4. Various Artists – Dark Was the Night
Calling Dark Was the Night a “compilation” does it a great disservice. Impeccably curated by the brothers Dessner of the National, the Red Hot charity record is like a time capsule for the state of folk-based indie rock at the turn of the decade. Contributors like Yeasayer and Sufjan Stevens deliver some of their best work towards a collection of songs remarkably consistent and compelling.
3. The Rural Alberta Advantage – Hometowns
If you were cool enough to have this one on your 2008 list, congrats. The rest of us had to wait until its Saddle Creek release this year to discover one of Canada’s best kept secrets. Offering prairie echoes with an urban twist, sprinkled with some Jeff Mangum for good measure, Hometowns is endlessly catchy with a sharp edge to its folk foundation.
2. Yeah Yeah Yeahs – It’s Blitz!
So in my decade list, I wrote about how pretty It’s Blitz is. I hope that I didn’t give off the impression that it doesn’t also kick ass. Because it totally does: from the bluster of “Dull Life” to the dance rush of “Heads Will Roll,” Karen O never misses a chance to impress. The Yeah Yeah Yeahs may want to break your heart, but they still can smash your head.

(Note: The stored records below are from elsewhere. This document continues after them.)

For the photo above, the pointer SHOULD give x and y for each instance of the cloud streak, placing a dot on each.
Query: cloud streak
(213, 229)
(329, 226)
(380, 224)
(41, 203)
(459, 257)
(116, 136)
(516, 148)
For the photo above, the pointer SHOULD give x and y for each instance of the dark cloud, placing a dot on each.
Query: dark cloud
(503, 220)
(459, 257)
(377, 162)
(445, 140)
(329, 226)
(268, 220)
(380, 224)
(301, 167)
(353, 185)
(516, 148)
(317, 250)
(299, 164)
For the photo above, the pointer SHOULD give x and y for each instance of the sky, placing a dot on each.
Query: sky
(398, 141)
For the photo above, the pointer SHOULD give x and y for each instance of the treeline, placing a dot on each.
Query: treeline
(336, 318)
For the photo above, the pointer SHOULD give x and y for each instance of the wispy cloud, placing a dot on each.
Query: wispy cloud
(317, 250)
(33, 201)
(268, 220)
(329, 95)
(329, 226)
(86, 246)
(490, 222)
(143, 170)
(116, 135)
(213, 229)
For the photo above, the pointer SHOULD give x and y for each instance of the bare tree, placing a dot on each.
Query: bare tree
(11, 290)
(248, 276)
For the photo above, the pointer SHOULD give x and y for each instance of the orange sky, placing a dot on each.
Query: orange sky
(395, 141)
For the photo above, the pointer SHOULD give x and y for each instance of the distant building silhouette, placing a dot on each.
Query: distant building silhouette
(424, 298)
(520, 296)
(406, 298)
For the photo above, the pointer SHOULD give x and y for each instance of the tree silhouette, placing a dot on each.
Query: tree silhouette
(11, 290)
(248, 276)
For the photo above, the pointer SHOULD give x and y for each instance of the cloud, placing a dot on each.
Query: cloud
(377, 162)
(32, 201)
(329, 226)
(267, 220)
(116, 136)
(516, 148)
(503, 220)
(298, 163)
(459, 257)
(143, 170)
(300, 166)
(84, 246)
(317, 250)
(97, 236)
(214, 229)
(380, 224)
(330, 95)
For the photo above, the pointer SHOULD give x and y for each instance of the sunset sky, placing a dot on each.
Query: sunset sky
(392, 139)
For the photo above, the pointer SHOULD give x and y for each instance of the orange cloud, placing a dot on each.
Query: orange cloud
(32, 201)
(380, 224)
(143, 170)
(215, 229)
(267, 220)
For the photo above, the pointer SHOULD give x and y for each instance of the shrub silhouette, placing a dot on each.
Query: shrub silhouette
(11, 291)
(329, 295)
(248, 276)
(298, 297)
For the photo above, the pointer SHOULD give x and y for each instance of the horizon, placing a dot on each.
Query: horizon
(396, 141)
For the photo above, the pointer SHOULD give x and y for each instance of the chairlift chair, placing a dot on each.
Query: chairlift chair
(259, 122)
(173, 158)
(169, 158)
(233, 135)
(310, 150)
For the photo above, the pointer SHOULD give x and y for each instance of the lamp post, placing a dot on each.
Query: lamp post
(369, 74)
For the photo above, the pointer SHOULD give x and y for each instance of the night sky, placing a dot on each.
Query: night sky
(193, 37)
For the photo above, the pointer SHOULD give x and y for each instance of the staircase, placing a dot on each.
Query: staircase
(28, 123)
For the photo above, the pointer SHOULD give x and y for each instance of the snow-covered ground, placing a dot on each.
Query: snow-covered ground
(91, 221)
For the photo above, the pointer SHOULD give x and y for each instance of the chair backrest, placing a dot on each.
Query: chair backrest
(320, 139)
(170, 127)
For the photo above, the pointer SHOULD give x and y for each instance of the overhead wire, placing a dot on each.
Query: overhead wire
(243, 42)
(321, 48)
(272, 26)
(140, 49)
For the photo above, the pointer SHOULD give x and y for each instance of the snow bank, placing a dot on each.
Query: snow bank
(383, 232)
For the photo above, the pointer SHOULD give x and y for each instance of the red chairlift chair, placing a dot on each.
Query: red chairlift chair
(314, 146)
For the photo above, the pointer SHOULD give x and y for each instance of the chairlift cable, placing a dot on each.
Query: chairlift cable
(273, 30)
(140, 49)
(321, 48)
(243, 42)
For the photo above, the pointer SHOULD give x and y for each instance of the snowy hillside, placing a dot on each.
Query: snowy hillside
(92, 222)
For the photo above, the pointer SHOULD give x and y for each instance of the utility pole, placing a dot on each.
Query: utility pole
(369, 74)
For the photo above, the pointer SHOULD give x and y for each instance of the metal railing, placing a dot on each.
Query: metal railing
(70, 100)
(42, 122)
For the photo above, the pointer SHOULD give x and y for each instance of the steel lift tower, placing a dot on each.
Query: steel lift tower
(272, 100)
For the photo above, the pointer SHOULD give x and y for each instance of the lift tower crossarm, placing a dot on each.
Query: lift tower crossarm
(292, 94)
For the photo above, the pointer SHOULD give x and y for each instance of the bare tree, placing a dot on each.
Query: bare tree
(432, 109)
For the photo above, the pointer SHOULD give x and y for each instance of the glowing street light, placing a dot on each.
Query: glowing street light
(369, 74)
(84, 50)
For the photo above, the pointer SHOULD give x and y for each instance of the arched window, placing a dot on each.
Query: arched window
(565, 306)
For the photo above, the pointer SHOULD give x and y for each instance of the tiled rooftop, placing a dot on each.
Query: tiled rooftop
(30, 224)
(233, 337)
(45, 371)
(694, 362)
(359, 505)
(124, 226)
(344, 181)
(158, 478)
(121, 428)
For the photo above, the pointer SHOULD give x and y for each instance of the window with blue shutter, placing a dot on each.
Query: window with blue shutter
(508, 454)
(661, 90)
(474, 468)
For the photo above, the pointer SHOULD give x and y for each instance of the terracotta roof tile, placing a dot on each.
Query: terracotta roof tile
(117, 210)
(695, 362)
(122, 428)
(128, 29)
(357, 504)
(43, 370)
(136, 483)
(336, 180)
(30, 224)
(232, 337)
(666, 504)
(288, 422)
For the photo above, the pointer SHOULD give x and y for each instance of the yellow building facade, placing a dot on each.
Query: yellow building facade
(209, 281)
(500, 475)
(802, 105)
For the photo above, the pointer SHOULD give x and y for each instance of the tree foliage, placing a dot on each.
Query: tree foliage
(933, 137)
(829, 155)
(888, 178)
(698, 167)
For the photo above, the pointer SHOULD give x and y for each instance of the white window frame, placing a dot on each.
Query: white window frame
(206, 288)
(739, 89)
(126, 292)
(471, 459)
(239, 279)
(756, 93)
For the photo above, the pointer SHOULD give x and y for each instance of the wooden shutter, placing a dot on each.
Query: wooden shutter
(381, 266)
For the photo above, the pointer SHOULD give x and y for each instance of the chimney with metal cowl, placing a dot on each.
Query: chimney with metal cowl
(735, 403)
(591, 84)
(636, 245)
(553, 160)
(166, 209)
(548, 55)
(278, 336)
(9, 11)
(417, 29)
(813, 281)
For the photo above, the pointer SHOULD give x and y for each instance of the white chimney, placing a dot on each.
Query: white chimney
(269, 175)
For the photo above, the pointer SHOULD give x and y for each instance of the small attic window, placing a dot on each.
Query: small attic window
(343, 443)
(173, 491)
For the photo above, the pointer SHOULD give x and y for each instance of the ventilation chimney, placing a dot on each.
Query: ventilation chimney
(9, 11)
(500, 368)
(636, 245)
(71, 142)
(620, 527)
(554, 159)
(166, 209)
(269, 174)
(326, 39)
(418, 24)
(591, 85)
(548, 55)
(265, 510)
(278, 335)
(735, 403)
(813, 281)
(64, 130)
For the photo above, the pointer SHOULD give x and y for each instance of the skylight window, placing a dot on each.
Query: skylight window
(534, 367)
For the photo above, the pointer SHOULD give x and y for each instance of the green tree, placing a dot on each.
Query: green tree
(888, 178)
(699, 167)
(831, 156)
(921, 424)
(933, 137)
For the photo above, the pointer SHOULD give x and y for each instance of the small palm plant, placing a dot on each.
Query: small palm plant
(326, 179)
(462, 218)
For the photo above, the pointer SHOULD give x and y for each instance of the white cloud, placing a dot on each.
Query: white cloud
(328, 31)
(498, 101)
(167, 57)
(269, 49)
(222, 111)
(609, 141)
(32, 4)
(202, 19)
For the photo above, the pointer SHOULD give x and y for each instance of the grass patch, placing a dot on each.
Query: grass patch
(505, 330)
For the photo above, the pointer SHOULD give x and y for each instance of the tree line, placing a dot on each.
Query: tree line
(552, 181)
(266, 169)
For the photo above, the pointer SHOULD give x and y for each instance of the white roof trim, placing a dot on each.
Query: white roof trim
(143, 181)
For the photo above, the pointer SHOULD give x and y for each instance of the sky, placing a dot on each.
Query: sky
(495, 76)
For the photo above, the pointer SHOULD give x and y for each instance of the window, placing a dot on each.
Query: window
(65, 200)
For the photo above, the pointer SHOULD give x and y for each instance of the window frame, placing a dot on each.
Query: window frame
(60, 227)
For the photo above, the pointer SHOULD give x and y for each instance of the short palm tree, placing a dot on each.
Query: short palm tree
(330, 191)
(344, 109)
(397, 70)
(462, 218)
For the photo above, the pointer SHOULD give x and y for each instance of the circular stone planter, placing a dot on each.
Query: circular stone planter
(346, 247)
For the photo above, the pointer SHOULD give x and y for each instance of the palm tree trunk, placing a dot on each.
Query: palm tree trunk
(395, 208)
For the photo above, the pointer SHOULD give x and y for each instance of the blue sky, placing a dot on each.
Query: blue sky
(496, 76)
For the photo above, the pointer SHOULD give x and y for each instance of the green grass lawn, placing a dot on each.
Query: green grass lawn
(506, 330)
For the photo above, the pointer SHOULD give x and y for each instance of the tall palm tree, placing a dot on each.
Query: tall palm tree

1. Phoenix – Wolfgang Amadeus Phoenix
One of music’s best-kept secrets is hardly a secret any longer: with Wolfgang Amadeus Phoenix selling over 200,000 copies in the U.S., it’s clear that the world knows who Phoenix are now. About time. This is is not only the year’s best coming-out party but one of the best pop albums of the decade: an awesome collection of jangley guitars and keyboard hooks. It earns the right to do everything from bizarre instrumentals (“Love Like a Sunset”) to moody synth (“Fences”), and it has the guts to lead off with the year’s best one-two punch (“Lisztomania/1901”) and then following them with eight more almost as good. For all the great music this year, no record was simultaneously as fun and as fulfilling as this one.